The federal government has approved a Medicare waiver for Maryland intended to reduce hospital spending, Stateline reports today. Maryland is already the only state to set uniform prices for all hospitals. The same medical procedure costs the same in every hospital in the state regardless of the insurer, including Medicare and Medicaid. This has been true since 1974.

The Medicare waiver is how Maryland can set Medicare hospital rates – otherwise it would be subject to federal rules on rates. If the waiver succeeds in holding down costs, Maryland will continue to set its own Medicare hospital rates, currently higher than those in other states.

The newest waiver is an extension of a plan already in place. While it seems counterintuitive that fewer admissions would increase hospitals’ bottom lines, that has been the result of the previous waiver. Western Maryland Regional Medical Center, one of 10 voluntarily participating hospitals, signed up in 2010. The first year the hospital had a 2 percent loss compared to its average 2 percent profit. The second year in the program, the profit hit 5 percent and is on track to be 8 percent this year, according to the chief financial officer quoted in Stateline.
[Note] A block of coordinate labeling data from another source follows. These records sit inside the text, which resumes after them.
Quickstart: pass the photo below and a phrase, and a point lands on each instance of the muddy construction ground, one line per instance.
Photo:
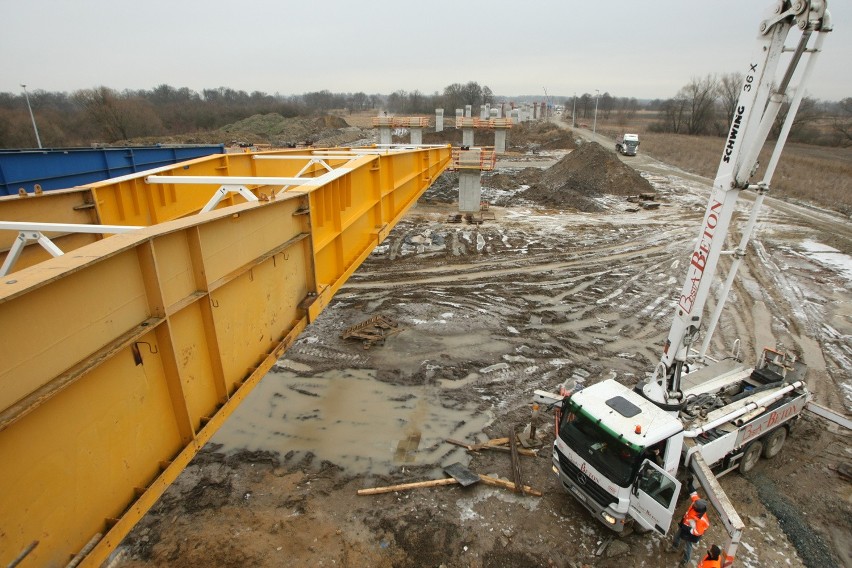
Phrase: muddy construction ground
(487, 314)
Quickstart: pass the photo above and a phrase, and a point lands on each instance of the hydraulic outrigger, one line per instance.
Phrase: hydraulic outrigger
(722, 416)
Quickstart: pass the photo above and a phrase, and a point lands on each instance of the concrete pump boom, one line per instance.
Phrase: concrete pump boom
(761, 97)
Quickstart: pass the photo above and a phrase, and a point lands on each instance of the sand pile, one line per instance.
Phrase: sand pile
(281, 131)
(589, 171)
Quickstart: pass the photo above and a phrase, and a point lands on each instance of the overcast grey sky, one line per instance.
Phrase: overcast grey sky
(634, 48)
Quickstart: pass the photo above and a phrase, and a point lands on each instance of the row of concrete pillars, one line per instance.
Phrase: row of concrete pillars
(489, 117)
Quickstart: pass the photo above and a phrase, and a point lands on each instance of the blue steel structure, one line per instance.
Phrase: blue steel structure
(68, 167)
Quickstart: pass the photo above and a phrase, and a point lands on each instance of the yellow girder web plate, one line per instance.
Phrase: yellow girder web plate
(122, 357)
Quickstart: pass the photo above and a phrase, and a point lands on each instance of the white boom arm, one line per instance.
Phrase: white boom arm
(760, 100)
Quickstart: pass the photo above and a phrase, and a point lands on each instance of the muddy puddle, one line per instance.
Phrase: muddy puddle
(347, 417)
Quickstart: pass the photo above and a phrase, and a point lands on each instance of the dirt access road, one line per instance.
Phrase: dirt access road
(489, 314)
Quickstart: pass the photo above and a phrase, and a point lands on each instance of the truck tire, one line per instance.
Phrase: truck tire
(751, 455)
(774, 442)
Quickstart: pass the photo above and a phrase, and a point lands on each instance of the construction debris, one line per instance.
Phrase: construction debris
(516, 464)
(461, 474)
(373, 331)
(486, 479)
(498, 444)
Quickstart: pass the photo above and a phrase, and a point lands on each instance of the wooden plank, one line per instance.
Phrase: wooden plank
(406, 486)
(516, 465)
(487, 446)
(507, 485)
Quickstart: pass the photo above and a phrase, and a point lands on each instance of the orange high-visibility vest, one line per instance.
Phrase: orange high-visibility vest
(701, 521)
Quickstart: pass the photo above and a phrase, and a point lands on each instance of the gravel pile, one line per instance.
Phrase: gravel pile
(588, 172)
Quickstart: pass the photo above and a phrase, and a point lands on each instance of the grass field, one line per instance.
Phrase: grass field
(817, 174)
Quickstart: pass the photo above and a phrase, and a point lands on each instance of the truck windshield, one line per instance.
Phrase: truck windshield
(598, 446)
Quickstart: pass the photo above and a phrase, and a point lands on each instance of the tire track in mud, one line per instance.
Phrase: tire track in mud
(810, 546)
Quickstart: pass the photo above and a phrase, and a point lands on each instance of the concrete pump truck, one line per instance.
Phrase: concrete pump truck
(620, 451)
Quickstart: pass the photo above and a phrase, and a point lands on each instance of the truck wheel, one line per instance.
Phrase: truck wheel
(774, 442)
(750, 456)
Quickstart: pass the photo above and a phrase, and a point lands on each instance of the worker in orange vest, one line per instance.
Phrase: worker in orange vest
(713, 558)
(693, 525)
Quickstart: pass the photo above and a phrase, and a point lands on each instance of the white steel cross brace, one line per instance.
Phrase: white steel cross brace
(311, 161)
(227, 184)
(34, 232)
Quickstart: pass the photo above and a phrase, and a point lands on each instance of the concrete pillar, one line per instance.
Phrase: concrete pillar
(470, 190)
(467, 136)
(500, 140)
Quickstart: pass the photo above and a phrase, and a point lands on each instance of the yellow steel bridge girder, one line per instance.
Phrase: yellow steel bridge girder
(125, 355)
(129, 200)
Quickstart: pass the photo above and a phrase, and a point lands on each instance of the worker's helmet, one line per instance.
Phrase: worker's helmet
(715, 551)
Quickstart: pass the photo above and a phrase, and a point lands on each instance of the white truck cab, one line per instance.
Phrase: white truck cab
(627, 144)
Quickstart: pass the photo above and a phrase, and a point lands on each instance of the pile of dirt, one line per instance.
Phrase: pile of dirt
(273, 129)
(277, 130)
(540, 136)
(510, 180)
(588, 172)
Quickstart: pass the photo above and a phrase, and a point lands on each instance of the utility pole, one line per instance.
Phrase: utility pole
(574, 112)
(595, 123)
(32, 116)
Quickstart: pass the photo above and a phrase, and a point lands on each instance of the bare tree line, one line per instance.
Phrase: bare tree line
(701, 107)
(106, 115)
(705, 106)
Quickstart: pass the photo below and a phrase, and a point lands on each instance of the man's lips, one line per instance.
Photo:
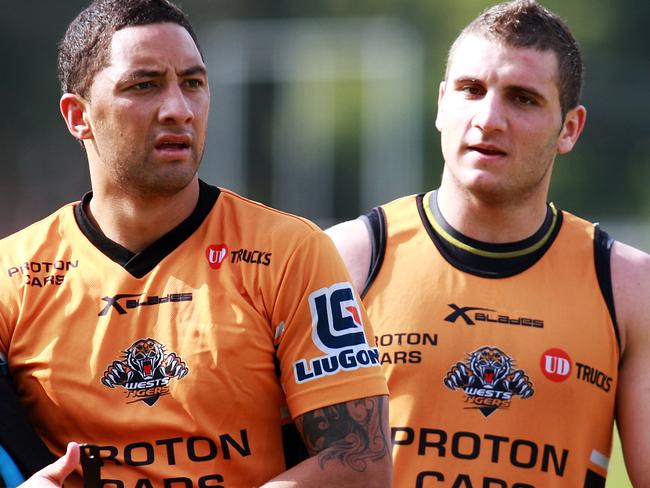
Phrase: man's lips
(173, 142)
(487, 149)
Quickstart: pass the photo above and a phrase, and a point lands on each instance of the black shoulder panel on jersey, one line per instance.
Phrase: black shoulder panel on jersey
(602, 255)
(139, 264)
(295, 450)
(17, 435)
(376, 222)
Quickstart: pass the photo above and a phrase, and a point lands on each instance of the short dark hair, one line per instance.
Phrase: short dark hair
(85, 47)
(525, 23)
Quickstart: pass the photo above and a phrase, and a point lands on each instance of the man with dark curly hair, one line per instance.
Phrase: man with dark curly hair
(190, 336)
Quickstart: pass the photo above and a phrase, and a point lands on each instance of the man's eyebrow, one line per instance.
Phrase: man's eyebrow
(194, 70)
(142, 73)
(525, 90)
(465, 79)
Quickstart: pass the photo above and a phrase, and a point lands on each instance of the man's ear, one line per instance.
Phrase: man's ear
(441, 93)
(74, 110)
(574, 123)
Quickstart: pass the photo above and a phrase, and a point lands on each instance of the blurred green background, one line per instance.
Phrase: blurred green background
(326, 107)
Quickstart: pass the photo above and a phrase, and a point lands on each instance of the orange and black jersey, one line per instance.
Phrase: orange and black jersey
(182, 362)
(501, 359)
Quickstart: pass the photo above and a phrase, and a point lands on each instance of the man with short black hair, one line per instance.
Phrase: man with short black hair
(179, 328)
(510, 332)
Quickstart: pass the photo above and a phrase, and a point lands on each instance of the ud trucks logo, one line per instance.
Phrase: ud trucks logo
(145, 371)
(216, 254)
(489, 380)
(338, 331)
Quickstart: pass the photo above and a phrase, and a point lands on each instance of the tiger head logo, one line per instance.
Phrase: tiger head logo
(489, 380)
(489, 366)
(145, 371)
(145, 357)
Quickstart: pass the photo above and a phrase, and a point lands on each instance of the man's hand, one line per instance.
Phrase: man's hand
(52, 476)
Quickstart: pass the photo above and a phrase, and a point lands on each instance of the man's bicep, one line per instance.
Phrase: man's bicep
(353, 433)
(352, 241)
(630, 281)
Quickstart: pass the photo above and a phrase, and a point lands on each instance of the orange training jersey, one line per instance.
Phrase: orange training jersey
(501, 359)
(182, 362)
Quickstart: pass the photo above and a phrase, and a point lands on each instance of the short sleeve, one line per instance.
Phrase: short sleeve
(325, 343)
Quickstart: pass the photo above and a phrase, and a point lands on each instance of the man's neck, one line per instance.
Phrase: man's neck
(491, 221)
(136, 222)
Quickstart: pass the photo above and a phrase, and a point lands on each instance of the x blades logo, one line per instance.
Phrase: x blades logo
(145, 371)
(472, 315)
(216, 254)
(461, 312)
(489, 380)
(132, 302)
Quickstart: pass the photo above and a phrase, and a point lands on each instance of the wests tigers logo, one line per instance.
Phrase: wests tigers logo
(145, 371)
(489, 380)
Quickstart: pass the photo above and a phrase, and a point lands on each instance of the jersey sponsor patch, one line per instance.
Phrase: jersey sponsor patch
(473, 315)
(216, 254)
(337, 330)
(145, 371)
(489, 380)
(556, 364)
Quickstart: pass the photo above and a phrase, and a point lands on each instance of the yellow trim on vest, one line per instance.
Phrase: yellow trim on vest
(480, 252)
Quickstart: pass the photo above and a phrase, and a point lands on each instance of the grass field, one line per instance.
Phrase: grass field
(617, 476)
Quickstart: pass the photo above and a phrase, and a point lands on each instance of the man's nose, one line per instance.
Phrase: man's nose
(175, 107)
(490, 114)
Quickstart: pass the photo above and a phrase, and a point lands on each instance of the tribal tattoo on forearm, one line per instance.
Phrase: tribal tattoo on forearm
(352, 432)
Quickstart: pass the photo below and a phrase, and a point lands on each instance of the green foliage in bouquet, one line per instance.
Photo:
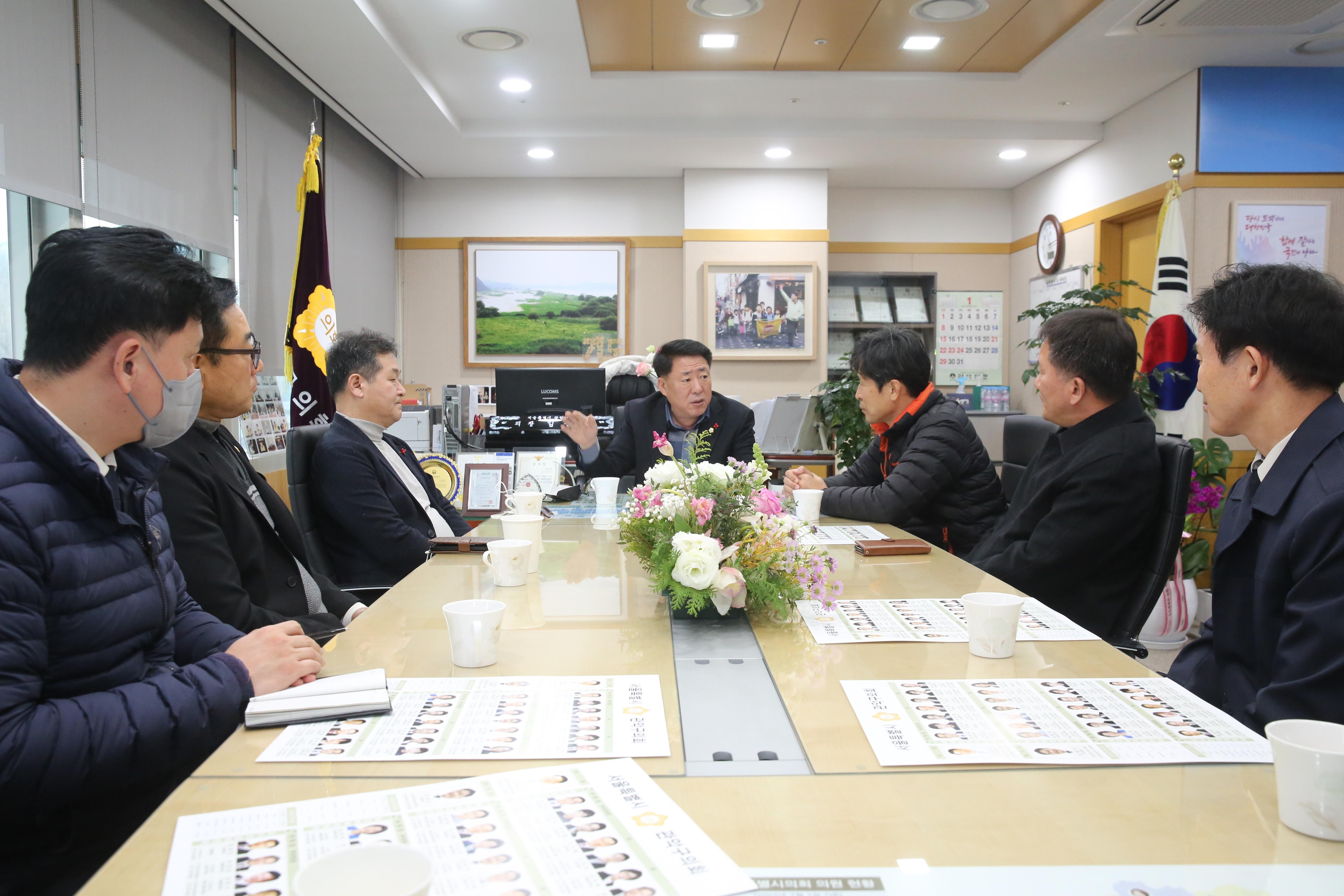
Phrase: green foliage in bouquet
(716, 534)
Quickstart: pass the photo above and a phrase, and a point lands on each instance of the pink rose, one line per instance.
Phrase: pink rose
(704, 508)
(730, 585)
(767, 503)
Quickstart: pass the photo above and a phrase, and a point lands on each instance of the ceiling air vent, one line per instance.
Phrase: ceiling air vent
(1238, 17)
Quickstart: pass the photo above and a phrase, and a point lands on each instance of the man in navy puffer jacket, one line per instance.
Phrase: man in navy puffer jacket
(115, 684)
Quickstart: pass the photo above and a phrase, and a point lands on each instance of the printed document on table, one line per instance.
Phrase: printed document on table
(564, 831)
(937, 620)
(840, 535)
(1093, 722)
(513, 718)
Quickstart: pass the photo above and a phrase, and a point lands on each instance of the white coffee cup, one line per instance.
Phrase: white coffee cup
(474, 629)
(388, 870)
(810, 504)
(526, 527)
(1310, 768)
(604, 490)
(509, 559)
(992, 623)
(529, 503)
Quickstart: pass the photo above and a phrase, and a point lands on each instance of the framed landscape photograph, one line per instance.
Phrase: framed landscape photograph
(761, 312)
(543, 303)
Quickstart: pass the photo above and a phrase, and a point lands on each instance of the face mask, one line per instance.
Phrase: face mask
(182, 402)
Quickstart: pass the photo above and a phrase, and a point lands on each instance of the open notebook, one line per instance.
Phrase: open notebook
(335, 698)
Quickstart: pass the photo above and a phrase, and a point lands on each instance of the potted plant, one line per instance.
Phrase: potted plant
(716, 539)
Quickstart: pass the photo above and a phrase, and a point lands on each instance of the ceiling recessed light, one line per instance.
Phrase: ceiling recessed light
(493, 38)
(921, 42)
(948, 10)
(725, 9)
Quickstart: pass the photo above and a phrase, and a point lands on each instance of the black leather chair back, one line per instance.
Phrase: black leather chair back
(1023, 440)
(627, 387)
(299, 456)
(1176, 459)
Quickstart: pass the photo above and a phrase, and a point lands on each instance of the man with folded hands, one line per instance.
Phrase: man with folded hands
(115, 684)
(927, 471)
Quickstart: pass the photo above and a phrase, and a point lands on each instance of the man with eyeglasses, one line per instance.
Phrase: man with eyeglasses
(237, 542)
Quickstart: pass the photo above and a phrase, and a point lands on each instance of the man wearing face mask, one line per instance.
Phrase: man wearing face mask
(115, 684)
(236, 541)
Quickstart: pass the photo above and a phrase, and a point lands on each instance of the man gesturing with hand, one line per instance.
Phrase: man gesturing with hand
(115, 684)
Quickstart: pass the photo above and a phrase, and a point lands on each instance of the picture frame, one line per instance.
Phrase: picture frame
(1279, 233)
(484, 488)
(744, 326)
(525, 308)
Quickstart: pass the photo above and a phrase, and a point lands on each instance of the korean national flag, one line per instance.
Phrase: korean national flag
(1170, 344)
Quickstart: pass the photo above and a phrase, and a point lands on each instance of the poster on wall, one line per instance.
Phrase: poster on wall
(971, 338)
(1280, 234)
(761, 312)
(543, 303)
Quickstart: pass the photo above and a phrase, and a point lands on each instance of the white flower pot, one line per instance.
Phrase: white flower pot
(1171, 619)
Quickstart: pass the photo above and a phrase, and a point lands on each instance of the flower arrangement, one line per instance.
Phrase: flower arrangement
(714, 534)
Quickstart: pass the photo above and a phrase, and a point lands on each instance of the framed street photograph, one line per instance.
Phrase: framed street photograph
(761, 312)
(545, 303)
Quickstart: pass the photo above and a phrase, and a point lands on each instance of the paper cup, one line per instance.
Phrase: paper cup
(810, 504)
(1310, 768)
(507, 561)
(604, 490)
(526, 503)
(386, 870)
(474, 629)
(992, 623)
(525, 527)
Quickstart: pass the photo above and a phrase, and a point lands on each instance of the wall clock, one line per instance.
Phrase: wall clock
(1050, 245)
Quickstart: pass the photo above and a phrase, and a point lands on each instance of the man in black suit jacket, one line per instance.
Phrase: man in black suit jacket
(238, 545)
(1080, 522)
(1271, 370)
(685, 404)
(377, 508)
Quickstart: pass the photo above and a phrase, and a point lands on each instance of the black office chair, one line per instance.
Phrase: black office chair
(1023, 440)
(1176, 459)
(299, 457)
(627, 387)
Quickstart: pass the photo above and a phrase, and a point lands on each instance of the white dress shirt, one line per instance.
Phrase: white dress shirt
(1268, 461)
(375, 434)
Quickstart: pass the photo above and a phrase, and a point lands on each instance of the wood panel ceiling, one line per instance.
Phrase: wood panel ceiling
(859, 35)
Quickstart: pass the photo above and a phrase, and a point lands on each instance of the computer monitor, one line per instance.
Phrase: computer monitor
(549, 390)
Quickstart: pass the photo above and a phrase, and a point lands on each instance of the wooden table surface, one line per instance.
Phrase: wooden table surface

Hospitals, that will have a global budget target, and to cut costs they may hire doctors to work in nursing homes to prevent emergency room visits and admissions. These providers may also collaborate with physicians in the community to expand services and follow-up of chronically ill patients to avoid hospitalization. For the five year period covered by the waiver, the state’s goal is to limit hospital inpatient and outpatient costs to 3.6 percent growth, the state’s average gross state product growth rate.

Hospitals will participate voluntarily, although all are still subject to the uniform prices, and must declare participation in the next few weeks. Gov. O’Malley’s budget proposal would sweeten the pot with $30 million dollars in grants this year, and $40 million in each of the next four years, to hospitals for information technology infrastructure and new staffing needs.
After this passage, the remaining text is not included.